I'll be 23 in a few weeks, which amazes me, but I have had an amazing life. I've traveled all over the country, met some amazing and interesting people, had some of the best friends anyone could ever ask for, gone through ups and downs, been let down by just about everyone I've ever trusted, but I'm still happy to have the people I do in my life, and to have gotten to do the things I have. I have no idea who I'll be in a year, a decade, another quarter-life, but I do know that I've been incredibly blessed, and that no matter what I'm going to have a positive attitude and be happy with the person I am. Because I always have been, and always will be, true to myself. And at the end of the day, that's really the only thing you can control.

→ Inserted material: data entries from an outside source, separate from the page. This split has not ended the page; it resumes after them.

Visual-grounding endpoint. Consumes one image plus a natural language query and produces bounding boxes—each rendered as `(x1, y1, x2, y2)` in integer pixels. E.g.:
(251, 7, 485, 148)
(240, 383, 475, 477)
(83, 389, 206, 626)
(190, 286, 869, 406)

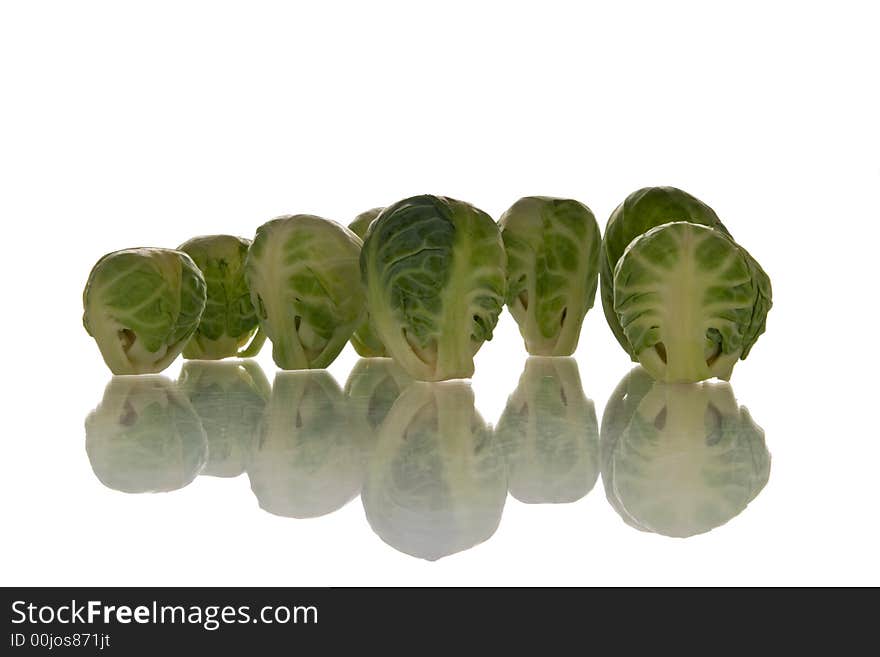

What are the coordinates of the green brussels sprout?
(600, 367, 771, 538)
(614, 222, 771, 382)
(83, 248, 207, 374)
(601, 187, 772, 382)
(360, 195, 507, 381)
(85, 376, 208, 493)
(348, 207, 384, 241)
(344, 357, 412, 433)
(499, 196, 601, 356)
(495, 357, 599, 504)
(347, 207, 388, 357)
(600, 187, 731, 356)
(362, 382, 507, 560)
(247, 372, 364, 518)
(178, 360, 271, 477)
(245, 215, 366, 370)
(178, 235, 266, 360)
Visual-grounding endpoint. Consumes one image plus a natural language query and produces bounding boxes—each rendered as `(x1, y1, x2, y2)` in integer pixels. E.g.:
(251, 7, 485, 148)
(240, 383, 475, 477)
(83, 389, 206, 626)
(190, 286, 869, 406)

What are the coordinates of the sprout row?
(83, 188, 772, 383)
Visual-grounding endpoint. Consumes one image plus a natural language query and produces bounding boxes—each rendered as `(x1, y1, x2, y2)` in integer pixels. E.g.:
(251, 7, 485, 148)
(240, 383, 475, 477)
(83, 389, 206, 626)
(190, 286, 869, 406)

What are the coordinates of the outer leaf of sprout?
(360, 195, 506, 381)
(245, 215, 366, 370)
(178, 234, 263, 360)
(83, 248, 207, 374)
(500, 196, 601, 356)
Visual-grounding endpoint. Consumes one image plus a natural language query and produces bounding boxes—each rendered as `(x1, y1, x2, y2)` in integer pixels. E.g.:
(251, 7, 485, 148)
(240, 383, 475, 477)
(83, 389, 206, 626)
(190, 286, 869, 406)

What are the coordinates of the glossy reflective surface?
(82, 358, 770, 561)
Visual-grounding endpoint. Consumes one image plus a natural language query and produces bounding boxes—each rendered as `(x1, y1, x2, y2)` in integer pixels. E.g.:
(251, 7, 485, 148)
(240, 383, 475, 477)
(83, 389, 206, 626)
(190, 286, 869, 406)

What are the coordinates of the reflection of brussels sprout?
(85, 376, 207, 493)
(344, 358, 412, 432)
(600, 187, 772, 382)
(178, 235, 265, 360)
(247, 372, 364, 518)
(348, 207, 387, 357)
(495, 358, 599, 503)
(600, 367, 771, 538)
(83, 248, 207, 374)
(499, 197, 601, 356)
(245, 215, 365, 370)
(362, 382, 506, 560)
(361, 195, 507, 381)
(178, 360, 270, 477)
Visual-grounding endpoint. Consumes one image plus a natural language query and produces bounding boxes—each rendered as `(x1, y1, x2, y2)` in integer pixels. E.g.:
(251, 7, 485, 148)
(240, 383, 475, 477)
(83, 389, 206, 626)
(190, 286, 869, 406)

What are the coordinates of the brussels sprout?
(245, 215, 366, 370)
(362, 382, 506, 560)
(348, 207, 384, 241)
(178, 235, 265, 360)
(601, 187, 772, 382)
(600, 367, 771, 537)
(178, 360, 271, 477)
(85, 376, 208, 493)
(344, 357, 412, 433)
(495, 358, 599, 503)
(247, 372, 364, 518)
(83, 248, 207, 374)
(360, 195, 507, 381)
(615, 221, 771, 382)
(347, 207, 388, 357)
(499, 197, 601, 356)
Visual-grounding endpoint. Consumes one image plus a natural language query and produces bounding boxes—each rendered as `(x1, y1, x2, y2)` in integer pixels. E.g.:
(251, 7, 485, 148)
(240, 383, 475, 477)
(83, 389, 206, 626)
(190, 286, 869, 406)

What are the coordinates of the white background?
(1, 0, 878, 586)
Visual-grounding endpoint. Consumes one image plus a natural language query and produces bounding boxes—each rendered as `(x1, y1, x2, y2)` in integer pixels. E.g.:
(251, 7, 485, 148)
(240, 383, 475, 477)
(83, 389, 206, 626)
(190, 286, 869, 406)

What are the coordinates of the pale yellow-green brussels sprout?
(83, 248, 207, 374)
(500, 197, 601, 356)
(245, 215, 365, 370)
(178, 235, 266, 360)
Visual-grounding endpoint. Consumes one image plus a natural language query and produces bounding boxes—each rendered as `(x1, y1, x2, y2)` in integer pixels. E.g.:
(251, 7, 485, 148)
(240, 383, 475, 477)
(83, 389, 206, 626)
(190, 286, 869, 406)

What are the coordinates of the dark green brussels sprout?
(362, 382, 506, 560)
(245, 215, 366, 370)
(348, 207, 387, 357)
(247, 372, 364, 518)
(178, 235, 265, 360)
(601, 187, 772, 382)
(83, 248, 207, 374)
(178, 360, 270, 477)
(500, 197, 601, 356)
(495, 357, 599, 503)
(85, 376, 207, 493)
(360, 195, 507, 381)
(600, 367, 771, 537)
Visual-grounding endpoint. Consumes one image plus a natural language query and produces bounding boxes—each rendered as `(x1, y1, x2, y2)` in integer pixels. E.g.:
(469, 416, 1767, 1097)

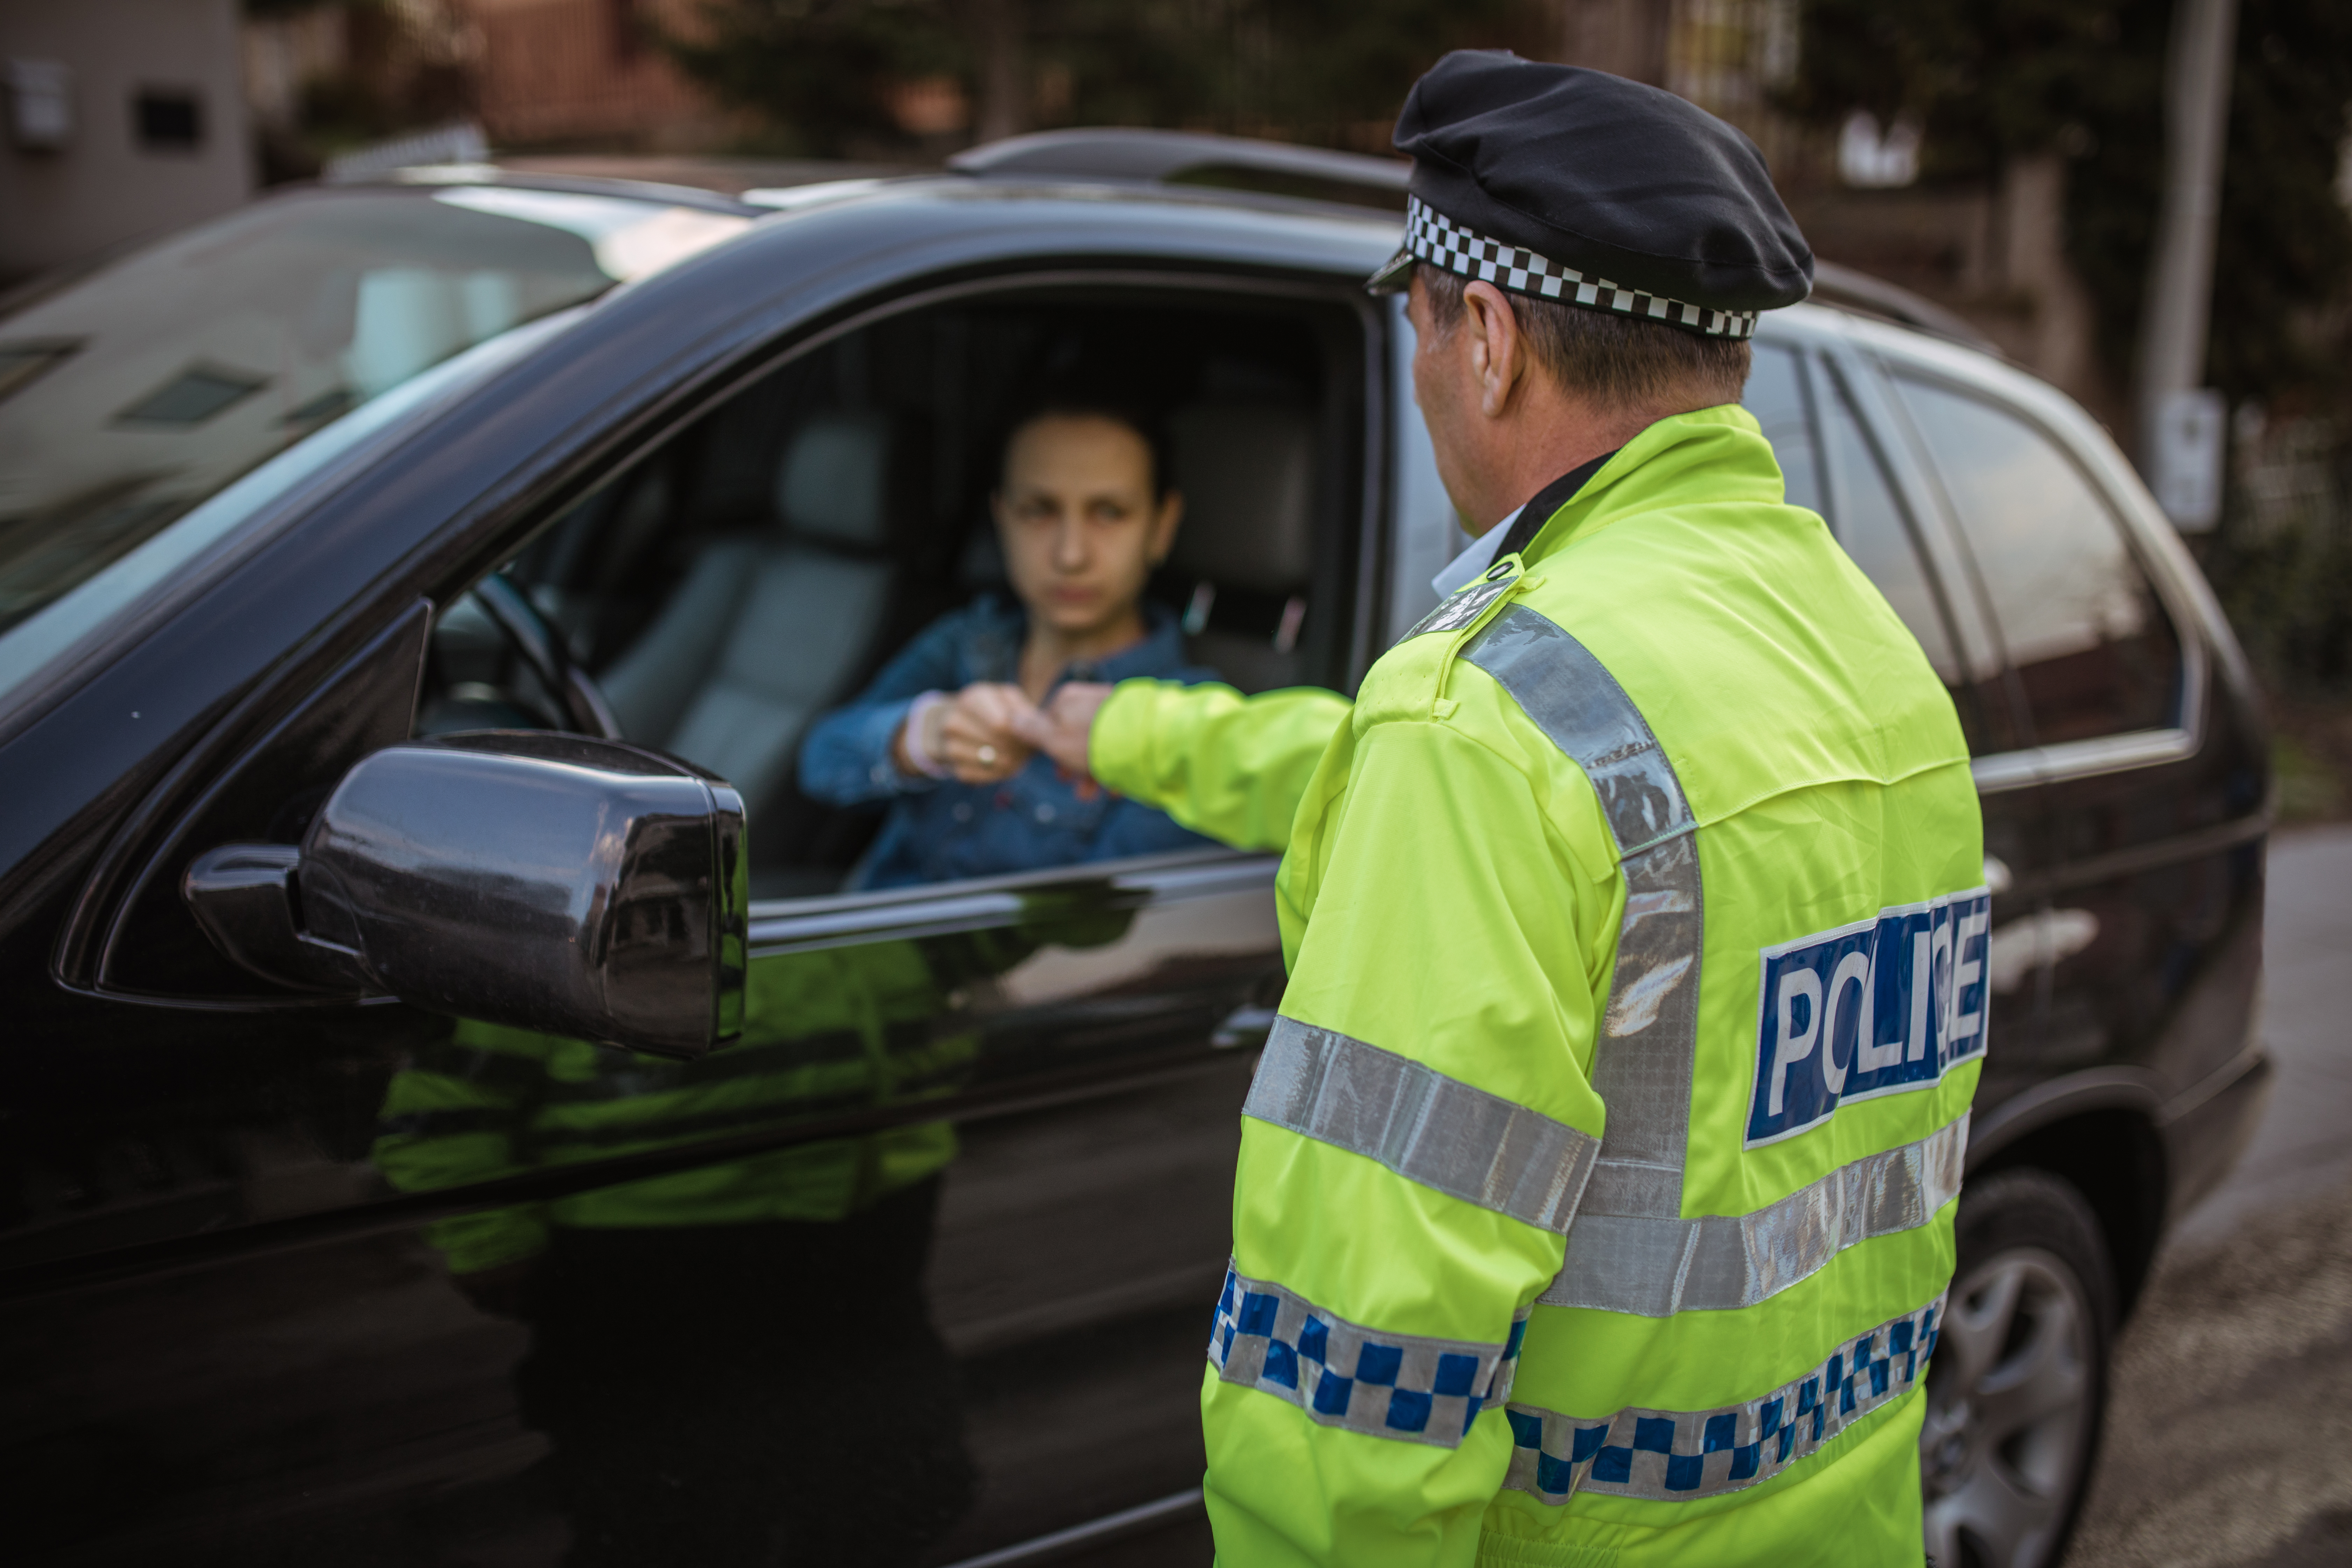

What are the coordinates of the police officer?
(1017, 51, 1986, 1566)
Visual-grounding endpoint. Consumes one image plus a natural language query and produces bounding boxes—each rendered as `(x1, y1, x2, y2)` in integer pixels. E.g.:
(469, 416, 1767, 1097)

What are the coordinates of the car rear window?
(1742, 343, 1823, 516)
(1815, 361, 1966, 689)
(1745, 343, 1969, 704)
(0, 185, 746, 702)
(1894, 375, 2183, 745)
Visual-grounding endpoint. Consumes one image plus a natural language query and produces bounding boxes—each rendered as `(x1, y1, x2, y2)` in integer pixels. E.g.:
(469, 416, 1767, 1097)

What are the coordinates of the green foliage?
(1787, 0, 2352, 690)
(1785, 0, 2352, 405)
(1032, 0, 1538, 139)
(667, 1, 971, 156)
(668, 0, 1547, 156)
(1782, 0, 2132, 182)
(2205, 2, 2352, 404)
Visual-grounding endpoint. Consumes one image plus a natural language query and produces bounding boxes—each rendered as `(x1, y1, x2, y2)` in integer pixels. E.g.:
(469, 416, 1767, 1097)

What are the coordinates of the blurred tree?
(1788, 0, 2352, 693)
(242, 0, 481, 181)
(665, 0, 970, 155)
(667, 0, 1547, 157)
(1035, 0, 1539, 145)
(1783, 0, 2352, 412)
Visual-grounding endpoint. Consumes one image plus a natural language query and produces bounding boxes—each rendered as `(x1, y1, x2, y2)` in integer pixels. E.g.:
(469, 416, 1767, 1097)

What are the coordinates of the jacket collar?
(1517, 404, 1782, 568)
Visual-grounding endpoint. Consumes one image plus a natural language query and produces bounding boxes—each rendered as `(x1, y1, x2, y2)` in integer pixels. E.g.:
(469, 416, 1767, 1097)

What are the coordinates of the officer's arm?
(1088, 678, 1352, 850)
(1202, 714, 1612, 1567)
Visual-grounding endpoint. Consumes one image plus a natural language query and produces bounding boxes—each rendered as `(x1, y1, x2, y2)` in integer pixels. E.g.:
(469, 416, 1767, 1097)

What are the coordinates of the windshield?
(0, 184, 748, 650)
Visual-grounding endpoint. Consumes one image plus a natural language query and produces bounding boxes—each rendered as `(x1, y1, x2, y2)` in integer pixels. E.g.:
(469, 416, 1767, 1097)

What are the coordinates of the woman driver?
(798, 395, 1220, 889)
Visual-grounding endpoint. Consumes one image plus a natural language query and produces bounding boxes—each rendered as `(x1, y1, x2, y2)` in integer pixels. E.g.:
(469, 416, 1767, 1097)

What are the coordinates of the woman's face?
(994, 414, 1183, 638)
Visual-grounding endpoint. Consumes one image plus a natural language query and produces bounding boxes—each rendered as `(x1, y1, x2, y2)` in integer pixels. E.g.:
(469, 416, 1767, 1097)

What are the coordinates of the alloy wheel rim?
(1920, 1246, 2095, 1568)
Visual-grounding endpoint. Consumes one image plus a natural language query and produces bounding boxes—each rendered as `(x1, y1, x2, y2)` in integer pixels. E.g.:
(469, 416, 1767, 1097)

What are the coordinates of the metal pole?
(2135, 0, 2239, 528)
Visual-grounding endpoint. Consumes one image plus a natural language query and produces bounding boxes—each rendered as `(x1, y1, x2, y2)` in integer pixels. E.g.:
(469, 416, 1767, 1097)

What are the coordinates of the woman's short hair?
(999, 390, 1176, 501)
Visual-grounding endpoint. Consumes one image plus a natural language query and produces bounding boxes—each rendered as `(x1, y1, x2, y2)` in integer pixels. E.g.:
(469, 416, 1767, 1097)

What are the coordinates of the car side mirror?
(182, 733, 747, 1060)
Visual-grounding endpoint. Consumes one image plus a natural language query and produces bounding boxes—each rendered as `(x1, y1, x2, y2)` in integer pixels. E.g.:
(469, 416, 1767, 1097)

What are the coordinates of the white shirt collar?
(1430, 502, 1527, 597)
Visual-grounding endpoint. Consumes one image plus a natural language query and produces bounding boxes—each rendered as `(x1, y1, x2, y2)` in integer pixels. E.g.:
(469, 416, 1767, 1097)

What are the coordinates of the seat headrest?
(775, 413, 892, 548)
(1166, 405, 1316, 594)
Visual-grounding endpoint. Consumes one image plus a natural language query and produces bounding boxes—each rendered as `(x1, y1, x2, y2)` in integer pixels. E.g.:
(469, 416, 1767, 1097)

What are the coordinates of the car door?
(1876, 358, 2268, 1152)
(0, 197, 1391, 1567)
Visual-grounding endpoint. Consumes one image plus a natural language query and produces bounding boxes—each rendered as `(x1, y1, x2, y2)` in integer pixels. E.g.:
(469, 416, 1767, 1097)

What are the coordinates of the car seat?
(599, 412, 900, 824)
(1166, 404, 1318, 692)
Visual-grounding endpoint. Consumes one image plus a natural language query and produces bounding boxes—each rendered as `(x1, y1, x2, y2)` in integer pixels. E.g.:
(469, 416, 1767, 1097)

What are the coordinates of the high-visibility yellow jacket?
(1092, 405, 1986, 1567)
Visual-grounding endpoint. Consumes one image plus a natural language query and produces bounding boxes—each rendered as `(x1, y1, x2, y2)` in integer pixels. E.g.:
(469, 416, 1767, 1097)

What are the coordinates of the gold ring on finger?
(978, 744, 998, 766)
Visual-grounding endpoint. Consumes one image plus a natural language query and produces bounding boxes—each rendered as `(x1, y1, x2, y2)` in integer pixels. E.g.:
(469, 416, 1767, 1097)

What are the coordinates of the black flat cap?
(1368, 51, 1812, 338)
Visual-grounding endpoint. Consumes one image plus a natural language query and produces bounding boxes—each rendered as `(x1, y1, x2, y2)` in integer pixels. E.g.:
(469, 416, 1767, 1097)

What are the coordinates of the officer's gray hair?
(1418, 265, 1751, 410)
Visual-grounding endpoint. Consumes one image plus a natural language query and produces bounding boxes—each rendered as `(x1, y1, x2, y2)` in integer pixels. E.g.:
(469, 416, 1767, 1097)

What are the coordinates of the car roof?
(333, 135, 2007, 364)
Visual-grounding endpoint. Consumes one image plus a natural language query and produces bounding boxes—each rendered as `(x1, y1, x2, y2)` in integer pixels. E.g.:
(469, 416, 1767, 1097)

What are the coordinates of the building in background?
(243, 0, 730, 180)
(0, 0, 251, 282)
(461, 0, 724, 150)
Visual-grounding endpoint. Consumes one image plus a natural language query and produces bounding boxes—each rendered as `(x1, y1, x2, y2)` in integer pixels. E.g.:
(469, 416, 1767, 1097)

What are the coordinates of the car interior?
(419, 287, 1368, 898)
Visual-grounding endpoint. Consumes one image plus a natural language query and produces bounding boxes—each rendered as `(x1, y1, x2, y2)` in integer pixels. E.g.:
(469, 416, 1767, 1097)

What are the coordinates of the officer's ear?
(1461, 281, 1526, 419)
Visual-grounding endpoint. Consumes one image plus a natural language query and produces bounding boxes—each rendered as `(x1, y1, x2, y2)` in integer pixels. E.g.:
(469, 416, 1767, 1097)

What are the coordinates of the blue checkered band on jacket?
(1208, 1260, 1528, 1448)
(1502, 1291, 1946, 1503)
(1405, 197, 1758, 341)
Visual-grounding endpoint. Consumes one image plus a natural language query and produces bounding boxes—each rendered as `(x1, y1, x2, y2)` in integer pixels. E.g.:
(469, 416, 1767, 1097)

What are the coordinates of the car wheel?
(1921, 1169, 2115, 1568)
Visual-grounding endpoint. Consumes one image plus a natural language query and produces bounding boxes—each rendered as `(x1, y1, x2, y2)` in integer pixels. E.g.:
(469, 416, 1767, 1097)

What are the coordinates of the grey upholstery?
(1167, 405, 1317, 691)
(601, 412, 897, 814)
(775, 416, 892, 548)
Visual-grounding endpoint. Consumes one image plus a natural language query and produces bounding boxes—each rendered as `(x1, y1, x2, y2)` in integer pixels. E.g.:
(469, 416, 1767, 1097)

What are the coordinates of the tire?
(1920, 1169, 2116, 1568)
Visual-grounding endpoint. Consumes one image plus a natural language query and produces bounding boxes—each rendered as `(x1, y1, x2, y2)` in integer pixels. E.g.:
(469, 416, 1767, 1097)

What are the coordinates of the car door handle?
(1212, 1005, 1280, 1049)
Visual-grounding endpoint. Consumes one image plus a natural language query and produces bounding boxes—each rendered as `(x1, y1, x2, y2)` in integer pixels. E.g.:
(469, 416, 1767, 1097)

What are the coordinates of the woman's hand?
(896, 682, 1038, 783)
(1012, 681, 1112, 780)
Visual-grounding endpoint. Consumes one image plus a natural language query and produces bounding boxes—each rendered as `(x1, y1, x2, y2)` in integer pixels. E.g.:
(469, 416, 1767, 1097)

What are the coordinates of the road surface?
(2065, 825, 2352, 1567)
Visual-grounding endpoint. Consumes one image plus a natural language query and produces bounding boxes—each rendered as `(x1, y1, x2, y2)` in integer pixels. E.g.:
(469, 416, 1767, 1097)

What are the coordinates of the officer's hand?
(1014, 682, 1112, 780)
(934, 682, 1037, 783)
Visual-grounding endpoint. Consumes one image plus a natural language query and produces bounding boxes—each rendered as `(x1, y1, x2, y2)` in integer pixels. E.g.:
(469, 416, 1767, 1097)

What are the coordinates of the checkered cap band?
(1403, 197, 1758, 340)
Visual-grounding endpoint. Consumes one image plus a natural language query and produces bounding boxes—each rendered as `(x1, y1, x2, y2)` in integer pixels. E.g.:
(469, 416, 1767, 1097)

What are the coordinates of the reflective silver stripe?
(1208, 1259, 1527, 1448)
(1503, 1290, 1947, 1503)
(1404, 570, 1516, 641)
(1538, 1111, 1969, 1316)
(1244, 1016, 1602, 1233)
(1462, 601, 1967, 1320)
(1462, 604, 1703, 1224)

Saturday, February 6, 2010

New Beginnings

Just over a week ago, and for the past 22 years, I was a resident of the Tyler, Texas area. I had a very good life there, amazing friends, a routine, I was comfortable. I knew where everything was, what I could expect everywhere I went, what my day to day would consist of. I now, since last Saturday, live in Austin, Texas. The first time I've not only not lived in or around Tyler, but the first time I've lived completely on my own and by myself. It's an interesting transition to go through. Everyday since I've been here I've done things completely foreign to me. I explore new places everytime I get in the car. I've given change to homeless people, had my first house guests, even had my car towed. This is the most exciting new time in my life. I will always be thankful for the people and memories I left behind in Tyler, and I will never forget them. But I am so thankful to be where I am, living out my dream of moving to a place where it doesn't matter how much your parents make, or what church you go to, or what you do or don't believe in general about religion, politics, life. It makes me realize that there are so many amazing people in Tyler who aren't living to their fullest potential being stuck in a close-minded place that doesn't allow them to grow and experiment and test their own ideals and ideas on what all there is out there to see and do and experience and enjoy. And no, I'm not saying that everyone from Tyler is close-minded, because I know so many people there who aren't (like me), I'm just speaking in generalities about what most people from that area already know and most likely agree with me on, that it's not always an easy place to be when you don't naturally conform to the so-called "norm" and/or majority. So my advice to anyone who cares to hear it is don't be afraid to take risks, sometimes it's not about where you land in the end but the journey you took to get there. I have no idea what I'll be doing in 6 months, 6 days, 6 hours, but I know that I'm making the best of it with what I have. Life is too short to be anything but happy. Don't be afraid to be yourself, who you really want to be, not what you think people want you to be. Anyways, thats enough of me projecting my own thoughts onto other people. Take them for what you want. Just know that this thing we have called life is a gift and an amazing one at that, so don't waste it.